Transport of a series of D-phenylalanine-glycine hexapeptides across rat alveolar epithelia in vitro

The effect of lipophilicity on the absorption of peptides from the lungs was investigated. D-phenylalanine (F)-glycine (G) hexapeptides were synthesised to differ, predominantly, only in their lipophilicity. Rat alveolar type II cells were isolated and cultured on plastic, or polycarbonate filters; by day 6 they had de-differentiated to an alveolar type I-like epithelium. The permeability of the monolayers to the hexapeptides was determined. The hexapeptides were metabolically and chemically stable for greater than 24 h in the presence of the cells. They did not adhere to the cell culture plastic and were associated only to a low extent with the cell monolayer.
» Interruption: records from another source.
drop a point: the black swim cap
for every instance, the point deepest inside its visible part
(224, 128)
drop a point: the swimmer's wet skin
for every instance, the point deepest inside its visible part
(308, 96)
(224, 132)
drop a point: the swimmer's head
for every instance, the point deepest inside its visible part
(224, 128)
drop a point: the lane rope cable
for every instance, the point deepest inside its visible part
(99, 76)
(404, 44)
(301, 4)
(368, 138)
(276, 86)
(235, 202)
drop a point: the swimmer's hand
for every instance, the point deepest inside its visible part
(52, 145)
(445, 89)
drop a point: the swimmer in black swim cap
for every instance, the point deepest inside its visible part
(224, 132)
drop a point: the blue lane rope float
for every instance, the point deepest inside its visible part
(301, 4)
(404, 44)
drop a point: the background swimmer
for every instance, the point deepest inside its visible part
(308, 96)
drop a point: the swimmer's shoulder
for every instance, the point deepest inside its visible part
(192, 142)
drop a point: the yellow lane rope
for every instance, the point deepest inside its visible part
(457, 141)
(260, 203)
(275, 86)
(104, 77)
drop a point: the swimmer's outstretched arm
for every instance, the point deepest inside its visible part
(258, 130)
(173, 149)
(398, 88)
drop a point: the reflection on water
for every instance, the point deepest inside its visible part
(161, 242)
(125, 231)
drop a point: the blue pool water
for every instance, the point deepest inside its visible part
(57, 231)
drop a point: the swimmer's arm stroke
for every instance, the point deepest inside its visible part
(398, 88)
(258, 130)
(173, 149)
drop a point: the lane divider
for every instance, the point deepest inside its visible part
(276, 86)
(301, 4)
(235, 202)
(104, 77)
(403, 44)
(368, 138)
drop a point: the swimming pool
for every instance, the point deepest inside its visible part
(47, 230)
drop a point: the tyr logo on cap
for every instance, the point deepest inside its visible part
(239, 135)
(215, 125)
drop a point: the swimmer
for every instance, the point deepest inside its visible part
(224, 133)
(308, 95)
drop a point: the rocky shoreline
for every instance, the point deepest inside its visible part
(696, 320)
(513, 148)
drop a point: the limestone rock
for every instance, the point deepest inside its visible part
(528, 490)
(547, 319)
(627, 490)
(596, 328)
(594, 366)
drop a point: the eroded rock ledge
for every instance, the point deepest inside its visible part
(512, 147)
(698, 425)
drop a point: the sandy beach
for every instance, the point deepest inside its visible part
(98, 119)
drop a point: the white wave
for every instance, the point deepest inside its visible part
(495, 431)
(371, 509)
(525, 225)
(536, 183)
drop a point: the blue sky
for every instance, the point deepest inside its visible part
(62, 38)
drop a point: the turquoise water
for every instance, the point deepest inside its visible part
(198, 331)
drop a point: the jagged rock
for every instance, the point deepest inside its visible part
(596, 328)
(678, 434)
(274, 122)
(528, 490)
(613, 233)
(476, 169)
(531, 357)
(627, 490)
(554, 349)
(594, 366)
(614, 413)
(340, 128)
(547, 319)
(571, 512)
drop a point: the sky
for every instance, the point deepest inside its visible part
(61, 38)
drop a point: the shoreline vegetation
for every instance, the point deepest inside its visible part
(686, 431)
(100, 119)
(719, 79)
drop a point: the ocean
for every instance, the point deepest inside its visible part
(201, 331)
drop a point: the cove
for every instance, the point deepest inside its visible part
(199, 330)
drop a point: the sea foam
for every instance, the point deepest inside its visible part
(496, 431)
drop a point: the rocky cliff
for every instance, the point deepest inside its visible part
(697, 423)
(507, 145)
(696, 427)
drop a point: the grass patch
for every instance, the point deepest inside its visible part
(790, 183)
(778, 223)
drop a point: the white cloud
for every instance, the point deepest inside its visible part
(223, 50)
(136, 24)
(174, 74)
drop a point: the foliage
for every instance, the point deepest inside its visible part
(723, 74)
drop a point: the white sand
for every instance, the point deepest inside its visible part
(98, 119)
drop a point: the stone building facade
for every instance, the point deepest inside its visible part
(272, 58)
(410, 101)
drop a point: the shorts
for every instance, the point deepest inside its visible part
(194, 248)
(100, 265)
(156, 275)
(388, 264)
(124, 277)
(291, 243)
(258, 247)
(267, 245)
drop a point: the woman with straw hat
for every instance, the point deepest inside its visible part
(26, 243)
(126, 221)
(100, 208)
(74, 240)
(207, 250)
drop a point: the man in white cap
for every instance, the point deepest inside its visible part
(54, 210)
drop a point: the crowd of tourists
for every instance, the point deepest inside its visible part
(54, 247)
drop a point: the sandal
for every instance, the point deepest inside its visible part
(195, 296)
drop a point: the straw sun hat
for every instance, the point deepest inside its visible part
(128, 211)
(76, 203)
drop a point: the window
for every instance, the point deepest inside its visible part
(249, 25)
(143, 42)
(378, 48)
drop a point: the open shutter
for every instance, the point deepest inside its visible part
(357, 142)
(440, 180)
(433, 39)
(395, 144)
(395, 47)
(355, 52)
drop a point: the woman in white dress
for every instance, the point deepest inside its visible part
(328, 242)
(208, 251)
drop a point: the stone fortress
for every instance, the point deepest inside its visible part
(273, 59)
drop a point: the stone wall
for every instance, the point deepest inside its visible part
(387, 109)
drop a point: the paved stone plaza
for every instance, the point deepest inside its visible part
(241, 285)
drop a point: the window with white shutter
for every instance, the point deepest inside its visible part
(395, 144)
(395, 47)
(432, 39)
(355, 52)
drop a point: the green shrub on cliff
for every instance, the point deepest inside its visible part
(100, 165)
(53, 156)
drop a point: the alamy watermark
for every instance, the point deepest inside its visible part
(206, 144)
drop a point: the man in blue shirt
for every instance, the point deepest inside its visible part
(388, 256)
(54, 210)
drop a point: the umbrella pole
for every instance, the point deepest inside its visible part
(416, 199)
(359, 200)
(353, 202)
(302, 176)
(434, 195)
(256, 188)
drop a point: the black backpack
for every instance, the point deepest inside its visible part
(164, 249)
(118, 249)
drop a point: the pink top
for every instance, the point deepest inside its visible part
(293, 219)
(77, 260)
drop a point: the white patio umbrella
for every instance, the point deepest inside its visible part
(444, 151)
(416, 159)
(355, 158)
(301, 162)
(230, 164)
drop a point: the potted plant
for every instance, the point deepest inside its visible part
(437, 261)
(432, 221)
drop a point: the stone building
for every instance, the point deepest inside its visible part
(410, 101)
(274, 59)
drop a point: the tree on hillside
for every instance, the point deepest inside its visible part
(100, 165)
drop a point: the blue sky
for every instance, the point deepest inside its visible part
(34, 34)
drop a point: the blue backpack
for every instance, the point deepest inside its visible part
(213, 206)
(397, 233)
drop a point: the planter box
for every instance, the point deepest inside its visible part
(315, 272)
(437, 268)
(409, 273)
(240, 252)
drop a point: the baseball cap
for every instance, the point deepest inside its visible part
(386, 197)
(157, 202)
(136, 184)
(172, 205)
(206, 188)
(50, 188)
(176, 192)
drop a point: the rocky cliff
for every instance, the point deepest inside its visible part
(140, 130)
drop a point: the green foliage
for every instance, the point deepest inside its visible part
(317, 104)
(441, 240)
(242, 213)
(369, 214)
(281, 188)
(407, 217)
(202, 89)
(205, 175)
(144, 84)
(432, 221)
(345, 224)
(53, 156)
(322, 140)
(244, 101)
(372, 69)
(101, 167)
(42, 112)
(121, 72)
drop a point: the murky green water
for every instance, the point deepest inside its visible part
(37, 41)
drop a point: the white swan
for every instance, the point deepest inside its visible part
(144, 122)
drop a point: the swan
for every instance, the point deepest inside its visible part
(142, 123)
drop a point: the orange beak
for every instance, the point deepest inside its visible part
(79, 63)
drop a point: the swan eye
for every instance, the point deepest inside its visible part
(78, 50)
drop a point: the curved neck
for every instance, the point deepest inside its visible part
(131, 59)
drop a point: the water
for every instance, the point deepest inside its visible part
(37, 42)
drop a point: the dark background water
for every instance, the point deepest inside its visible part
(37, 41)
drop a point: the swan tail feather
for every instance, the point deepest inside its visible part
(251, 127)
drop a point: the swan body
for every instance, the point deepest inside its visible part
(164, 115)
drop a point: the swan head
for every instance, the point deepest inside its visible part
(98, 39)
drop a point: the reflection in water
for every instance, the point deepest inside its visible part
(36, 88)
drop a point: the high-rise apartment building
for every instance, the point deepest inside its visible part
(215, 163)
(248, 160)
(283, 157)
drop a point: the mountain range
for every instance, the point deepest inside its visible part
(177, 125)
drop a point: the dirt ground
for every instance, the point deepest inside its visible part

The apical to basolateral permeability coefficients for D-F(1)G(5) D-F(2)G(4), D-F(3)G(3) were 2.19+/-0.53, 1.75+/-0.42 and 2.20+/-0.56 x 10(-7) cm s(-1) respectively. The permeability of the monolayers to D-F(1)G(5) and D-F(2)G(4) was concentration and direction independent, however for D-F(3)G(3) the monolayer was more permeable in the basolateral to apical direction. There was no correlation between the lipophilicity of the hexapeptides and permeability coefficients: other physicochemical parameters did not predict hexapeptide transport. Lipophilicity does not appear to control the transport of hexapeptides across the alveolar epithelium probably as a consequence of the peptides being transported via the paracellular route.